Kenta Fukasuku isn’t usually a name that brings happy thoughts to Asian film fans with his misbegotten sequel to Battle Royale and his cheesy (though admittedly somewhat entertaining) follow-up on the classic yo-yo girl action films of the 1980’s – Yo Yo Girl Cop. So one approaches his films with caution and a fast exit strategy – so both Goran and I were taken aback at how much we enjoyed this outing – we sat there just lapping up the lunacy on the screen. Mind you, this is total B genre film making – a women in peril film set out in the hinterlands of Japan – but there isn’t a wasted moment in the film as it grabs your B film sensibilities from the get go and never lets go.
Two young cuties are getting out of Tokyo for a while to regroup – Shiyori to recover from a broken heart and the seemingly airheaded Aiko to take a break from her many boyfriends. What could be better than a few days at one of Japan’s many hot springs to ease away the worries? Of course you may want to do a little more research the next time and not choose a hot spring where the entire village is full of limping men with really bad teeth who like to take an occasional leg from a nubile young woman as a sacrifice. See – they use to be loggers once upon a time and to stop their women folk from leaving when they went away to work they would cut off one of their legs in a ritualistic ceremony. Got to keep your women one-legged and pregnant for a happy home. So when these two show up from Tokyo, the inn keeper eyes their limbs with delight and reminds them to clean their legs carefully. And if that isn’t enough there is also a psychotic one-eyed female walking around with an arsenal of ever larger sharp scissors repeating “snip snip snip” to the girls and eying up Aiko like a pork chop.

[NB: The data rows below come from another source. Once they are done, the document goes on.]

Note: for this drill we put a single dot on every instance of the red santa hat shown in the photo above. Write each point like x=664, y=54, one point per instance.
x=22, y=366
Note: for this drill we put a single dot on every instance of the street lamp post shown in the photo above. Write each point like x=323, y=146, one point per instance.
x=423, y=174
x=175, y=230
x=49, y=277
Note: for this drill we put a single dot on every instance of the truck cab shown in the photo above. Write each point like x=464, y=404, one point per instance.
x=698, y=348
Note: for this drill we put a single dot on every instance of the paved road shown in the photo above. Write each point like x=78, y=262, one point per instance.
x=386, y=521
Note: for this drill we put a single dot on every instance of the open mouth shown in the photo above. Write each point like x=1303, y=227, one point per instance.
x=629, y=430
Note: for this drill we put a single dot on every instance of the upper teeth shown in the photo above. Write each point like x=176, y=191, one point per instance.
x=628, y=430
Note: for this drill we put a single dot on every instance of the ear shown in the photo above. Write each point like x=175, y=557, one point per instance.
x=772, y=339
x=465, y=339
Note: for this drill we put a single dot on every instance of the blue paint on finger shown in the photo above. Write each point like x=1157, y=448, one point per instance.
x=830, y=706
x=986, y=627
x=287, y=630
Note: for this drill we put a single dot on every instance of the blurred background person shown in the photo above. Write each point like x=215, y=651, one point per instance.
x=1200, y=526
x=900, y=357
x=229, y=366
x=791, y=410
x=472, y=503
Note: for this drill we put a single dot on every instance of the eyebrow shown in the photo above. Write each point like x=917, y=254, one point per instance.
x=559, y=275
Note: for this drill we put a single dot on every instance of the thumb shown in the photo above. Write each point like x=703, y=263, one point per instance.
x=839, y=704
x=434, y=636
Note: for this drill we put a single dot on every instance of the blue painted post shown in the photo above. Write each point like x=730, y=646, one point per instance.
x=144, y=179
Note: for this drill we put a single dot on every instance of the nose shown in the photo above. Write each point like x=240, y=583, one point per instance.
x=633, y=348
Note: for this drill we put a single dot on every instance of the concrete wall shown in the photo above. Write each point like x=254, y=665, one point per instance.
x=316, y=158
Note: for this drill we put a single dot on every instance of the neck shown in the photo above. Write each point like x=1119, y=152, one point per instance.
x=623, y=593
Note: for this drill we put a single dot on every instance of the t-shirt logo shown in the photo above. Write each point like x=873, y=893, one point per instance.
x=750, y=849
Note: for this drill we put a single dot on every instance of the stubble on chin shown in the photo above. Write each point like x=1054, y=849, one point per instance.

Shiyori hears a cell phone ringing in her closet and upon answering it a frantic male voice screams at her to leave the place before they take her leg and suddenly the lights go off and the chase is on. Fortunately, the men at birth all have one of their ankle ligaments cut to keep them from leaving the village and so they are a little slow afoot as Shiyori tries to elude them and their axes. Aiko has her own problems with the crazy woman chasing after her with her scissors dressed in a pink Lolita outfit and a cute bow in her hair – the duel between them - one with a giant – and I mean giant pair of scissors and Aiko with a power saw is classic. Little Aiko turns out to be as tough as steel. For those discerning fans that can enjoy an insane fun romp such as this, I would definitely keep it on your radar after it is released in December.